Chinese telecom giant Huawei has embedded its surveillance technology in Africa where it helped government officials spy on their opponents, a new report revealed on Wednesday.
Huawei’s technicians personally helped governments in Uganda and Zambia in spying on political opponents, an operation that included “intercepting their encrypted communications and social media, and using cell data to track their whereabouts,” security officials told The Wall Street Journal in an exclusive investigation.
— Matthew Rose (@MtthwRose) August 14, 2019
When pop star Bobi Wine rose in popularity in Uganda and threatened to disrupt Yoweri Museveni’s 33-year presidency, intelligence officials attempted to intercept Wine’s encrypted communications. When the effort failed after days of attempts, they turned to Huawei staffers for help.
“The Huawei technicians worked for two days and helped us puncture through,” a senior intelligence official told WSJ.
While the investigation did not reveal spying directed by the Chinese government or indications that the Chinese government knew about the surveillance activities, it did show evidence that Huawei staff aided the government in political spying.
Huawei is highly regarded in China.
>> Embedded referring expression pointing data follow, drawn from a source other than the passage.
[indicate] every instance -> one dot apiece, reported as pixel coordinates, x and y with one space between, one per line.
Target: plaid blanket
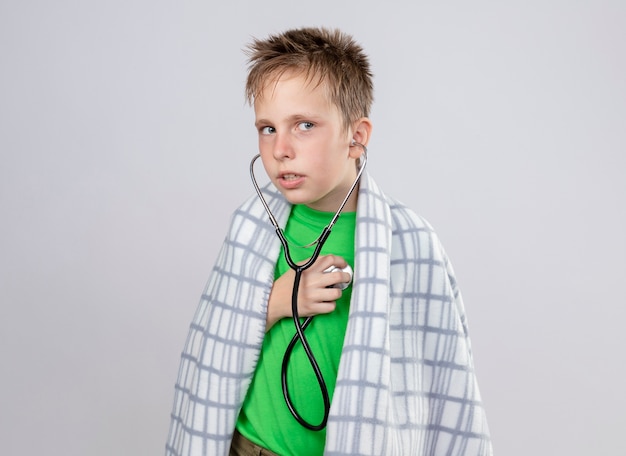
406 382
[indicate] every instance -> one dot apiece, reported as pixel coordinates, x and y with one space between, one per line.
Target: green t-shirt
265 418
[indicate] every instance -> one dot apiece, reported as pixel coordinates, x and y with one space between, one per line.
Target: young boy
392 347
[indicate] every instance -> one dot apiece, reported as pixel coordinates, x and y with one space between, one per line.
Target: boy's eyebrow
290 119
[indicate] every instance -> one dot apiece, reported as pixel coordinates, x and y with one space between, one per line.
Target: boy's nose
283 147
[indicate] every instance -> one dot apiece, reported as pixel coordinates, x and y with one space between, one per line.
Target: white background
125 141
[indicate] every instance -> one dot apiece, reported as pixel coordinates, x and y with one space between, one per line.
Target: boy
392 347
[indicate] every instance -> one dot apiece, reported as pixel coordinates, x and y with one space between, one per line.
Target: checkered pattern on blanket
406 382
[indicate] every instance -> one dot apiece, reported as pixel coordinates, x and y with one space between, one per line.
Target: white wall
124 144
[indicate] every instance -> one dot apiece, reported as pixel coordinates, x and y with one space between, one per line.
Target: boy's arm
314 295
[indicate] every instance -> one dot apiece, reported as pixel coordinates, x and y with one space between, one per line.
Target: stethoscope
299 269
It is the second leading smartphone company in the world, and is the largest producer of cellular and internet networking equipment.
The report of funding is not far removed from numerous reports over several years that Huawei has conducted surveillance activities.
The U.S. has criticized Huawei’s activities and accused it of being used as a tool of the Chinese government due to numerous incidents involving espionage with Chinese government agents over the years, instances which Huawei denies.
As a result, the U.S. has banned Huawei from participating in the development of 5G networks in the U.S.
President Trump also banned Huawei from doing business in the U.S., a move made via executive order in May.
The U.S. Central Intelligence Agency (CIA) reportedly showed evidence to British officials that Huawei received funds from the China’s People’s Liberation Army, China’s National Security Commission and a Chinese intelligence agency, according to a report by The Times in April.